NHSDigital / ndr_import

National Disease Registers import ETL gem
MIT License
5 stars 7 forks source link

deep_merge with standard mappings? #10

Closed timgentry closed 5 years ago

timgentry commented 7 years ago

Without reading the documentation on standard mappings, one would assume standard mappings were deep merged, so that field mappings are merged with the standard mapping field mappings rather than replacing them.

Should we therefore make this change? It would be non-breaking with mappings that currently need to redefine the standard mappings field mapping(s) so they remain.

joshpencheon commented 7 years ago

(See #1 for discussion on mutating standard mappings.)

timgentry commented 7 years ago

We should not mutate standard_mappings. Neither reverse_merge nor deep_merge would work as it only merges nested Hashes (and "mappings" is an Array)

joshpencheon commented 7 years ago

The general approach taken for the "deep clone" previously was to do a roundtrip through some serialisation format, e.g.

clone = YAML.load(YAML.dump(original))

Or it might be possible to use Marshal in a similar way.

I'm not aware of an out-of-the-box way of merging together richer structures.

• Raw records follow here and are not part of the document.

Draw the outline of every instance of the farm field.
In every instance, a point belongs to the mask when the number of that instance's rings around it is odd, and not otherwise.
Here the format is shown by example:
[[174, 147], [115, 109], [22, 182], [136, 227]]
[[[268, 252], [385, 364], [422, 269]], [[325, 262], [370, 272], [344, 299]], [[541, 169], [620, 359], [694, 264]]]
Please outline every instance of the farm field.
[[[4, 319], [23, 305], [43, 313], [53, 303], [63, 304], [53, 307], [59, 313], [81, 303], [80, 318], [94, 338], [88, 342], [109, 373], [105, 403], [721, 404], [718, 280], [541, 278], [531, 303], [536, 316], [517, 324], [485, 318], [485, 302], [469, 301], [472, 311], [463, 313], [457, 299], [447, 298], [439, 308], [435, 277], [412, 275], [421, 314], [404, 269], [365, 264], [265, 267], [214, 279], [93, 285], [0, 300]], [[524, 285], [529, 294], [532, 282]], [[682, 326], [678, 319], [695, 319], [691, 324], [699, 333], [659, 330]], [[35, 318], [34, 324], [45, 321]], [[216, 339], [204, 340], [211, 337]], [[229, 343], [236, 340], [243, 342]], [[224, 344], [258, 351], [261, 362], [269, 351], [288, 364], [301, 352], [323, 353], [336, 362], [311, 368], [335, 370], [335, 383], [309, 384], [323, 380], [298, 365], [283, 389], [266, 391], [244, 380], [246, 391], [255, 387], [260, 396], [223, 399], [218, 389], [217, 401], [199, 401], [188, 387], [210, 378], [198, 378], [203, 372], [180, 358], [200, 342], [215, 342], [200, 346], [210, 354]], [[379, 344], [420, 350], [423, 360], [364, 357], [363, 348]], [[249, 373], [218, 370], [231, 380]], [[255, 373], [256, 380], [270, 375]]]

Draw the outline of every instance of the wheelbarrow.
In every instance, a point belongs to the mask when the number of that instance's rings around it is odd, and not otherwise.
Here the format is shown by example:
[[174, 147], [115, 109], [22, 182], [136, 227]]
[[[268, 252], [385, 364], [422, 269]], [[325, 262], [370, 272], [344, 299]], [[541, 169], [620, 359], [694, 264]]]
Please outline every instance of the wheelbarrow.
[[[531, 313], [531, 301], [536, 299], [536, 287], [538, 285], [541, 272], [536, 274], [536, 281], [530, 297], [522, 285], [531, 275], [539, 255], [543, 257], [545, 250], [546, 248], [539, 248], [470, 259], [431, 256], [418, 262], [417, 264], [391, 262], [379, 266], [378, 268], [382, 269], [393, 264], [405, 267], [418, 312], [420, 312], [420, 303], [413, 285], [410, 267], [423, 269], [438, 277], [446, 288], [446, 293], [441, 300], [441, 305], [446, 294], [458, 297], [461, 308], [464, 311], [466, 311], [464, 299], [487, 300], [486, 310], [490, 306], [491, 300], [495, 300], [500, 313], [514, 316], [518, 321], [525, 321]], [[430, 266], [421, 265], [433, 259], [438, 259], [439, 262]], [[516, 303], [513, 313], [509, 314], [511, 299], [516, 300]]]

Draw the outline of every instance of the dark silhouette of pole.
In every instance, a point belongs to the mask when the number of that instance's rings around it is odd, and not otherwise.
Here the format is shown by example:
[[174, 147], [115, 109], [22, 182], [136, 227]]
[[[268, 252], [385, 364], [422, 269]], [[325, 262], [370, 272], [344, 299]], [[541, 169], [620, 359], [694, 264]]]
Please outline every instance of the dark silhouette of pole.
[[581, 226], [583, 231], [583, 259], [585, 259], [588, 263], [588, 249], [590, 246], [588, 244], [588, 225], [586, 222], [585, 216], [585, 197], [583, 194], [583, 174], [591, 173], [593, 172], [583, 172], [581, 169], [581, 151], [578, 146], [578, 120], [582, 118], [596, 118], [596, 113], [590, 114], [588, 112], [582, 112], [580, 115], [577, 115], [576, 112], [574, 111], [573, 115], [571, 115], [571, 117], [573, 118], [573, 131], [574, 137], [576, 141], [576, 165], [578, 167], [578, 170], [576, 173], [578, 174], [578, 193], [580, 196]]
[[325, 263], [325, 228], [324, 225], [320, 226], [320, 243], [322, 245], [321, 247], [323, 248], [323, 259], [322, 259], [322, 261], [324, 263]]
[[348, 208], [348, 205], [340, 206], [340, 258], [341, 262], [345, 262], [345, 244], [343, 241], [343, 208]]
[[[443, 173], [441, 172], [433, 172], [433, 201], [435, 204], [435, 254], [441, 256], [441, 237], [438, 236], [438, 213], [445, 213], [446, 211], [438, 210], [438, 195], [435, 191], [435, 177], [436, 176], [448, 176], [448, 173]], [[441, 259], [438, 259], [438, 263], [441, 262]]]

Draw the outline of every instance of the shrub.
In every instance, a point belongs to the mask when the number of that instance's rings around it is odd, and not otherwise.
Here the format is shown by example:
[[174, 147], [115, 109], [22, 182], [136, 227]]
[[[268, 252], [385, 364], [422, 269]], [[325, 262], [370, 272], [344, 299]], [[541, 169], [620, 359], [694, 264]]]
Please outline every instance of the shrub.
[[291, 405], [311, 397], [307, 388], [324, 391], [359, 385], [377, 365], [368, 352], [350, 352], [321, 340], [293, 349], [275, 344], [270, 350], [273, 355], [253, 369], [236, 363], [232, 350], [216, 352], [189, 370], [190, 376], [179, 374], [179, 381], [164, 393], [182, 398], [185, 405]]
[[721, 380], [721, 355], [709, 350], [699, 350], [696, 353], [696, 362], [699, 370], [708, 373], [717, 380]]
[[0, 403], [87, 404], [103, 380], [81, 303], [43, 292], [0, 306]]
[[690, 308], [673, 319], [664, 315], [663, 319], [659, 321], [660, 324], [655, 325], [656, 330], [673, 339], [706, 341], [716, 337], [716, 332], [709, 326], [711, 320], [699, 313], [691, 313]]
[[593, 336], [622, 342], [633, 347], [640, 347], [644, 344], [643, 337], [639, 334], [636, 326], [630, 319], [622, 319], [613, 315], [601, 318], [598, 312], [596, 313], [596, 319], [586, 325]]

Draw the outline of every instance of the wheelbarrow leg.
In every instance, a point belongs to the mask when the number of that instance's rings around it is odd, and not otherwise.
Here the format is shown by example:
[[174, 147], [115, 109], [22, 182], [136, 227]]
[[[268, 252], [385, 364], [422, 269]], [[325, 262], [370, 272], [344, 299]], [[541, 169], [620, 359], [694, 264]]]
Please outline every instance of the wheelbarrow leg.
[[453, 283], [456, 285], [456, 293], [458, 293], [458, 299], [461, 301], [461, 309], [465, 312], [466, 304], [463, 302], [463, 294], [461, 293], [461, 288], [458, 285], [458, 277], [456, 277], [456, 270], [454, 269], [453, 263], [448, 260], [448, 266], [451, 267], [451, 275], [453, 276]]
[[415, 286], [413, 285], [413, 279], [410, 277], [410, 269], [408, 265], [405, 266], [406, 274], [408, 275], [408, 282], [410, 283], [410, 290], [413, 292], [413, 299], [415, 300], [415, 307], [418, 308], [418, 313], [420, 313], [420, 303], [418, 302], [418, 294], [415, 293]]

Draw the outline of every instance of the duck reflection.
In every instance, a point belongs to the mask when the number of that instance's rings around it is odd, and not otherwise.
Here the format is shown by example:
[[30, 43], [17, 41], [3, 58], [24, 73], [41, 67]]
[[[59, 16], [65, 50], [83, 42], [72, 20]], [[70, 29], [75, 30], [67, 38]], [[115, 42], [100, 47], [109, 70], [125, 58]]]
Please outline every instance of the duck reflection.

timgentry commented 7 years ago

I guess Marshal is faster? Given the clearly defined structure of a column mapping I think we'd have to roll our own merge function.

timgentry commented 7 years ago
require 'benchmark'
require 'yaml'

n = 50_000
original = YAML.load <<-YML
  - column: surname
    rawtext_name: surname
    mappings:
    - field: surname
      clean: :name
  - column: forename
    rawtext_name: forenames
    mappings:
    - field: forenames
      clean: :name
  - column: sex
    rawtext_name: sex
    mappings:
    - field: sex
      clean: :sex
  - column: nhs_no
    rawtext_name: nhsnumber
    mappings:
    - field: nhsnumber
      clean: :nhsnumber
YML

Benchmark.bm do |x|
  x.report("Marshal:") do
    n.times { Marshal.load(Marshal.dump(original)) }
  end
  x.report("YAML:") do
    n.times { YAML.load(YAML.dump(original)) }
  end
end
       user     system      total        real
Marshal:  2.450000   0.020000   2.470000 (  2.561565)
YAML: 37.170000   0.160000  37.330000 ( 37.833326)
joshpencheon commented 5 years ago

@timgentry do you think there is more to work on here? I'm conscious that as of 582ce42b (and indeed, prior to it), additional mappings supplied alongside a standard_mapping are merged in, rather than replacing any mappings that the standard_mapping predefines. All other properties are replaced.

timgentry commented 5 years ago

I think it is now a non-issue, we can always reopen it if necessary.